Germany Is Scared to Throw Greece Out of the Euro

July 30, 2012

Dean Baker
The Guardian Unlimited, July 30, 2012

See article on original website

It has been a bit over four months since the latest bailout of Greece was negotiated. This bailout featured a write-down of most privately held debt in exchange for further austerity measures.

It is already clear that Greece will not meet its deficit targets from this bailout, the main reason being that cuts to the budget have led to a much steeper recession than official forecasters had predicted. The Greek government now expects the economy to shrink 7.0 percent over the course of the year. That compares with the decline of 4.7 percent that the IMF projected for Greece back in April.

This was hardly the first-time that the IMF and other official forecasters had badly under-estimated the severity of Greece’s downturn. In April of 2011, the IMF had predicted that Greece’s economy would grow 1.1 percent in 2012, after shrinking just 3.0 percent in 2011. In fact, Greece’s economy shrank by almost 7.0 percent in 2011. And, in April of 2010 the IMF was projecting that Greece’s economy would be on a slow and steady growth path in 2012 after shrinking by just 1.1 percent the prior year.

Clearly things are not panning out as the IMF and the rest of the troika — the European Central Bank and the European Union — had planned. Budget cuts and tax increases in the middle of a downturn are having exactly the effect predicted by the old economics textbooks: they are reducing demand, slowing growth, and raising unemployment. Furthermore, since lower output means less tax revenue and higher unemployment means more payouts for unemployment benefits and other transfers, the austerity imposed on Greece is doing little to even bring down its deficits.

This is why Greece will almost certainly miss its deficit targets for this year. In principle, this is supposed to trigger a cutoff of funds from the European Union. That would lead to a default by Greece and force Greece to leave the euro and bring back the drachma.

That sounds very scary for Greece. This situation implies a full-fledged financial crisis. Banks will have no money to give their depositors, at least until the government can get the new currency printed up and distributed around the country.

Even in the best of circumstances this would probably take more than a week and quite likely take much longer. Running a modern economy on ad hoc credit and barter for even a week would not be pretty. If the transition to the new currency drags on for 3-4 weeks, the hit on the economy would be far worse. And even after the transition, there will be endless disputes to sort out concerning the rate at which debts and other obligations are transferred from euros to drachmas.

However as bad as this situation sounds for Greece, the troika, propelled by its leading actor Germany, fears this outcome even more. The issue for Germany is that Greece may provide a good example for other heavily indebted countries, most importantly Spain and Italy.
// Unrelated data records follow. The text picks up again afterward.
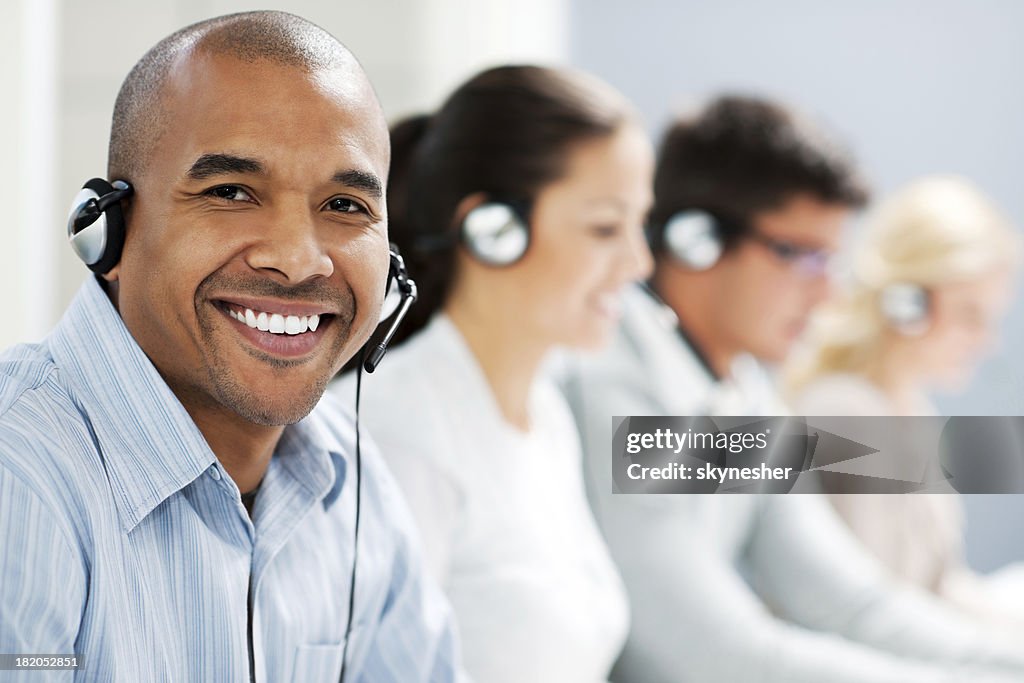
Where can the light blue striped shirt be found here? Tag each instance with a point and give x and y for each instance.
(123, 540)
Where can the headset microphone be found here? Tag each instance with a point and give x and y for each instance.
(409, 293)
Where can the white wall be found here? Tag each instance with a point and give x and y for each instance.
(28, 33)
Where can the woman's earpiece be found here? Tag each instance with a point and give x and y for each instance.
(906, 307)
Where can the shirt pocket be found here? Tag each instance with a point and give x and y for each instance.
(316, 664)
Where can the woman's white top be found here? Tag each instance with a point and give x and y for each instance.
(503, 513)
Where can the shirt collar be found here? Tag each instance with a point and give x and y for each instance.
(148, 443)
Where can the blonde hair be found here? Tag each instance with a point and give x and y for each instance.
(938, 229)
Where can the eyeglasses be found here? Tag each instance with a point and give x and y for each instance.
(808, 261)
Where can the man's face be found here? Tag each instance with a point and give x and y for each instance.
(768, 284)
(261, 207)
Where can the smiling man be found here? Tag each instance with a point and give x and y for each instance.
(175, 501)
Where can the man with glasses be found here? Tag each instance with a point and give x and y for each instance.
(750, 207)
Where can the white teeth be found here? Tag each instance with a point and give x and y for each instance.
(276, 323)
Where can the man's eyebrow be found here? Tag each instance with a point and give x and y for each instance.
(360, 180)
(208, 166)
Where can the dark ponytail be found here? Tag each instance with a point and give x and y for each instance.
(506, 133)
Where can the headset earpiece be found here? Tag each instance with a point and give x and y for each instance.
(694, 239)
(95, 223)
(496, 232)
(906, 307)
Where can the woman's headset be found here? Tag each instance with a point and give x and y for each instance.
(906, 307)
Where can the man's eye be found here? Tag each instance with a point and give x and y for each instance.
(230, 194)
(345, 205)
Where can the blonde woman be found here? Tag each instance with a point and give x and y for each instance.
(931, 282)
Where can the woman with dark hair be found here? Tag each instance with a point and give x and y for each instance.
(519, 207)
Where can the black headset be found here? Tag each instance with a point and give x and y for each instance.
(96, 232)
(96, 223)
(496, 232)
(693, 237)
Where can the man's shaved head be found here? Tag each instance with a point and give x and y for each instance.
(139, 118)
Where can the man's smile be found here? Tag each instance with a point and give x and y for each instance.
(279, 329)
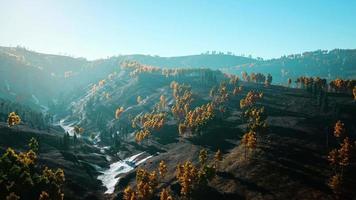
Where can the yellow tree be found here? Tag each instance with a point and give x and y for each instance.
(335, 183)
(129, 194)
(249, 141)
(203, 156)
(13, 119)
(164, 195)
(139, 99)
(289, 82)
(118, 112)
(339, 129)
(162, 169)
(217, 158)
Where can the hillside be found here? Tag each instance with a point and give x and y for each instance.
(31, 77)
(113, 120)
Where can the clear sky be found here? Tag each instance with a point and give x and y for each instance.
(101, 28)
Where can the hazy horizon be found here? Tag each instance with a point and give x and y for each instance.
(94, 30)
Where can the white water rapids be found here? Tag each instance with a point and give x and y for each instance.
(109, 177)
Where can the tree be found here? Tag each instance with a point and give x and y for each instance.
(335, 183)
(187, 176)
(129, 194)
(78, 130)
(13, 119)
(249, 141)
(289, 82)
(34, 145)
(203, 156)
(339, 129)
(44, 196)
(20, 176)
(164, 195)
(118, 112)
(139, 99)
(217, 158)
(162, 169)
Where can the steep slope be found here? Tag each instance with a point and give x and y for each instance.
(289, 162)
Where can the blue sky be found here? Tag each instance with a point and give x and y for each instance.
(97, 29)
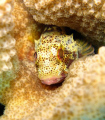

The period of transition will cause enormous economic disruption and pain, but once the new currency is in place, Greece’s economy can return to a healthy growth path. In the case of Argentina, another country that defaulted and broke the supposedly unbreakable tie of its currency with the dollar, the transition period was less than six months. It defaulted in December of 2001 and was on a robust growth path by the summer of 2002. It had regained all the ground lost due to the financial crisis by the summer of 2003 and continued to have solid growth until the worldwide economic crisis in 2008.

There are reasons why Greece’s economy can be expected to perform either better or worse than Argentina did a decade ago. We will only know for sure if it actually does go the default route, but even if it took a year to get back on a healthy growth path, Greece is still likely to look quite good to Spain and Italy. Both countries could easily face a decade of recession or stagnation on the troika’s path.

As long as no country takes the euro exit route, politicians can get away with telling their constituents that there is no alternative. They must accept the austerity prescribed by the troika no matter how painful it is. Once Greece leaves the euro, this is no longer a plausible claim. And, if the Greek economy turns around and grows at a healthy pace then the troika’s path is likely to prove unacceptable to the people of Spain and Italy.

This is the situation that Germany must fear. However many times Greece misses its targets, the troika is likely to come back and lower the goal post further. They don’t want anyone in the euro zone to recognize that there is an alternative to permanent austerity and they will make whatever concessions are necessary to ensure that neither Greece or anyone else ever discovers the truth.